A Air France anunciou que irá operar a maior sala VIP do novo Terminal 1 do aeroporto JFK, em Nova York, a partir de 2027. Com 2.700 metros quadrados e capacidade para mais de 400 passageiros, o espaço será o maior da companhia aérea fora de seu hub principal em Paris, consolidando um investimento pesado na experiência do cliente em um dos mercados mais estratégicos do mundo.

O movimento é mais do que a inauguração de um lounge de luxo; é uma peça central na aposta de US$ 19 bilhões para modernizar o JFK e reposicioná-lo como um hub global de ponta. A decisão da Air France sinaliza que, na aviação pós-pandemia, a batalha pela preferência do passageiro premium será travada tanto em solo quanto no ar.
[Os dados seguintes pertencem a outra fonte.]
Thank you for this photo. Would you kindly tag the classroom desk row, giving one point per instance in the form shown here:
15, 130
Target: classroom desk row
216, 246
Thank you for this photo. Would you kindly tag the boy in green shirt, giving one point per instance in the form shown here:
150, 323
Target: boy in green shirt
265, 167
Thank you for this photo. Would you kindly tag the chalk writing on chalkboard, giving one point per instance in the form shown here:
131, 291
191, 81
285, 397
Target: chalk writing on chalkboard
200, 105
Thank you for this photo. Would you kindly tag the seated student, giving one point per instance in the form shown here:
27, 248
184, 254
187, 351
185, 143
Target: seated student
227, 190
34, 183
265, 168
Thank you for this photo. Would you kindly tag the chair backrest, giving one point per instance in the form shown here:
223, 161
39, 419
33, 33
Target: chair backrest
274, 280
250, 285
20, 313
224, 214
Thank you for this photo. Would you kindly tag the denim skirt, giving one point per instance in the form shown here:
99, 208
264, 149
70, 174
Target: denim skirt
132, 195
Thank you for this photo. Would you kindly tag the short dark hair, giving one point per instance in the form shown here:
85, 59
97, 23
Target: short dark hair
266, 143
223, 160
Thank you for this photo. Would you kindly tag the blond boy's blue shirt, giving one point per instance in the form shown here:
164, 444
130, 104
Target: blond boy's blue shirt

A experiência como fronteira competitiva

Em um setor onde as cabines executivas e de primeira classe se tornam cada vez mais homogêneas, a experiência no aeroporto virou o principal campo de diferenciação. A nova sala da Air France, segundo comunicado reportado pela Forbes España, não será apenas um local de espera, mas uma embaixada da marca, com gastronomia francesa, bar de champanhe e áreas de bem-estar. O objetivo é claro: capturar e reter o cliente de alto valor antes mesmo do embarque.

Este investimento valida a estratégia do próprio aeroporto. O projeto da Nova Terminal Um, orçado em US$ 9,5 bilhões e fruto de uma parceria público-privada, depende de parceiros que elevem o padrão da experiência. Jennifer Aument, CEO do terminal, classificou o investimento da Air France como um “firme voto de confiança” no novo modelo de viagem que está sendo criado.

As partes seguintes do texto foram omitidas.